Brazzaville au diapason culturel continental

Sous les lambris feutrés du Palais des congrès, la proclamation solennelle du chef de l’État, Denis Sassou Nguesso, a offert à la douzième édition du Festival panafricain de musique un prélude de solennité rare. Le choix d’un format condensé, imposé par les impératifs de calendrier international, n’a nullement amoindri la portée symbolique de l’événement. À l’instant où l’orchestre d’ouverture a entonné ses premières harmonies, la ville capitale a renoué avec un récit qui la situe, depuis 1996, à la croisée des imaginaires sonores du continent. Le Fespam, longtemps perçu comme vitrine patrimoniale, s’inscrit désormais dans une logique d’intégration économique qui transcende le simple divertissement pour revêtir les atours d’un instrument de diplomatie culturelle.

Une inauguration à forte charge symbolique

La présence conjointe de la directrice générale de l’Unesco, Audrey Azoulay, et de la représentante résidente de l’organisation, Fatoumata Barry Marega, a conféré à la cérémonie un retentissement multilatéral. « La musique demeure un trait d’union des peuples et un levier de développement durable », a rappelé Mme Azoulay dans une déclaration applaudie, insistant sur la nécessité de conjuguer sauvegarde des expressions locales et conquête de nouveaux marchés numériques. Les salutations protocolaires du maire Dieudonné Bantsimba, du commissaire général Hugues Gervais Ondaye et de la ministre Marie-France Lydie Hélène Pongault ont tour à tour souligné la constance de l’engagement présidentiel en faveur de la culture comme facteur de cohésion nationale. En filigrane, l’ouverture officielle réaffirme la stratégie congolaise : inscrire la création artistique dans la dynamique de diversification économique engagée par le gouvernement.

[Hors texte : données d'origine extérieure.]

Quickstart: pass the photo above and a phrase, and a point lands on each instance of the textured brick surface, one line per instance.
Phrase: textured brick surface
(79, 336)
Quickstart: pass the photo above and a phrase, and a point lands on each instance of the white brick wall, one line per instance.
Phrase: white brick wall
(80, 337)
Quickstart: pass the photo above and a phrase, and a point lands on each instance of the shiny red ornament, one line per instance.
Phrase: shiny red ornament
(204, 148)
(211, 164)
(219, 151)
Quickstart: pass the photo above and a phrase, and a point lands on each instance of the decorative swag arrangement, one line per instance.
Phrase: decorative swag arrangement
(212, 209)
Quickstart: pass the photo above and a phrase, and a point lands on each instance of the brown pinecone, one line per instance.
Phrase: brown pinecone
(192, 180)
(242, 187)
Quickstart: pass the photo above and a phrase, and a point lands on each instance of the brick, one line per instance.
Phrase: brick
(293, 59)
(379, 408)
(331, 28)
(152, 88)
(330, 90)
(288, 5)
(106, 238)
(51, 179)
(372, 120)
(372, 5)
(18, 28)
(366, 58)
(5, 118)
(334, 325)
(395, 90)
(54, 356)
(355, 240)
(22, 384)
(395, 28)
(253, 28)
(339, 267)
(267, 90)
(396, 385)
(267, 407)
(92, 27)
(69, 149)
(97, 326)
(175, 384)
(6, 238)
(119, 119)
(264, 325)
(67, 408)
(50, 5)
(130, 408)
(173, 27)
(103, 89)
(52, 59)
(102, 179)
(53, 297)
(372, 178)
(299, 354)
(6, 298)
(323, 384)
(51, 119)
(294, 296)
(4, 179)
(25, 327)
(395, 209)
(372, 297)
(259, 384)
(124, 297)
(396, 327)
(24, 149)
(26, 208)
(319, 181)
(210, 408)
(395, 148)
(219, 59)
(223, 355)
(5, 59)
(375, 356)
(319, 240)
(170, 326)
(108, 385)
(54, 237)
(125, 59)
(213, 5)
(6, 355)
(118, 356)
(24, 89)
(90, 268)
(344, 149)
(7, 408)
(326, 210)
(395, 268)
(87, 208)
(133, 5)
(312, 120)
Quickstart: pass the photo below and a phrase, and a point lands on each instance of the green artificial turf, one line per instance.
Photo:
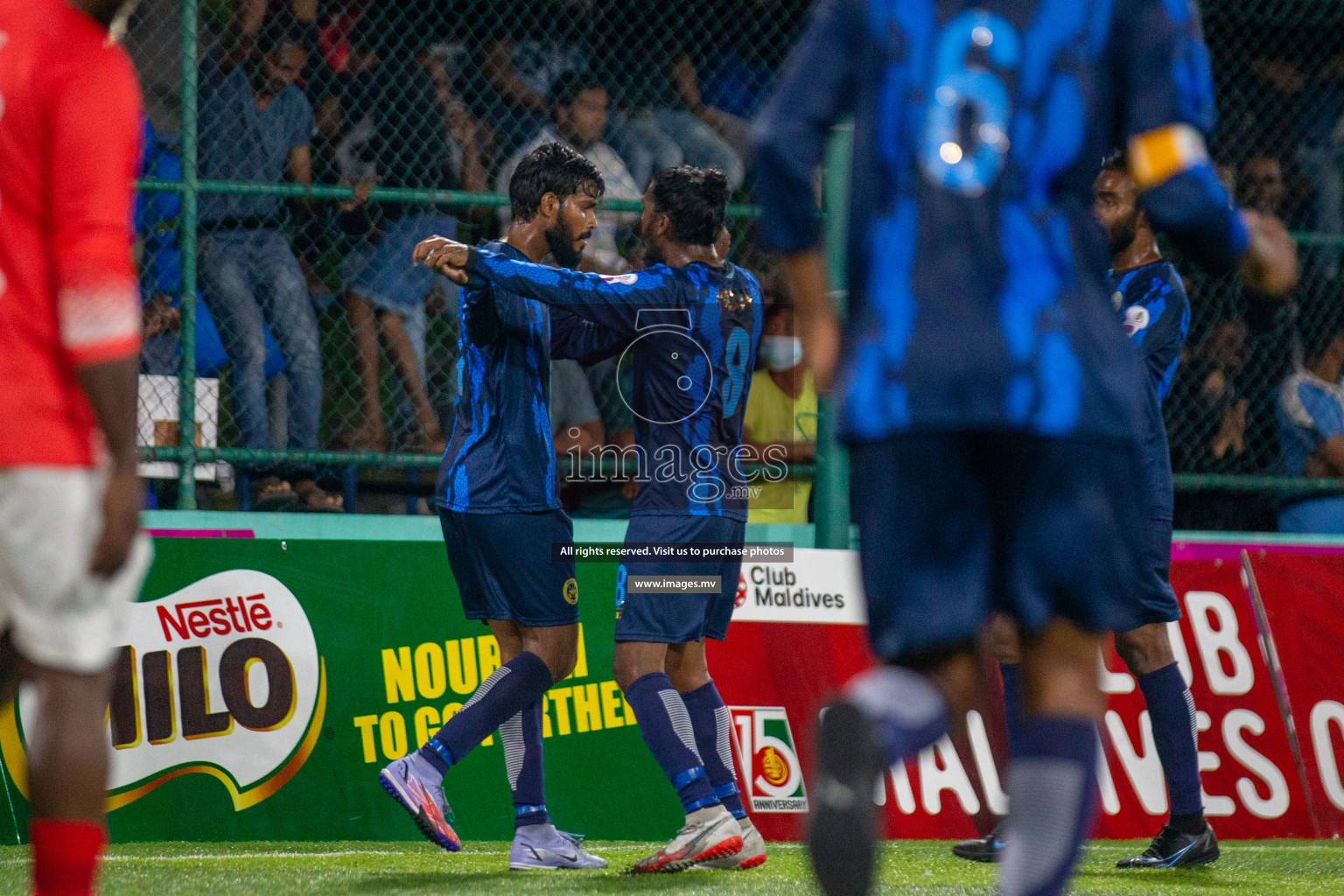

Fespam 2025, laboratoire de l’intégration économique

Le thème choisi, « Musique et enjeux économiques en Afrique à l’ère du numérique », illustre la prise de conscience des décideurs face à la mutation des chaînes de valeur culturelles. Quatorze délégations – du Sénégal au Venezuela en passant par la RDC – explorent Brazzaville comme place-tournante d’un marché où streaming, droits voisins et partenariats transfrontaliers redéfinissent la rentabilité de la création. Selon les données du rapport 2024 de l’Union africaine sur les industries culturelles, le secteur musical continental pourrait générer plus de six milliards de dollars annuels d’ici 2030, pour peu que les États investissent dans la formation et l’infrastructure numérique. Dans cette perspective, le Fespam se présente comme un incubateur à ciel ouvert, capable d’amorcer alliances entre labels, plateformes et start-up locales spécialisées dans la régie numérique.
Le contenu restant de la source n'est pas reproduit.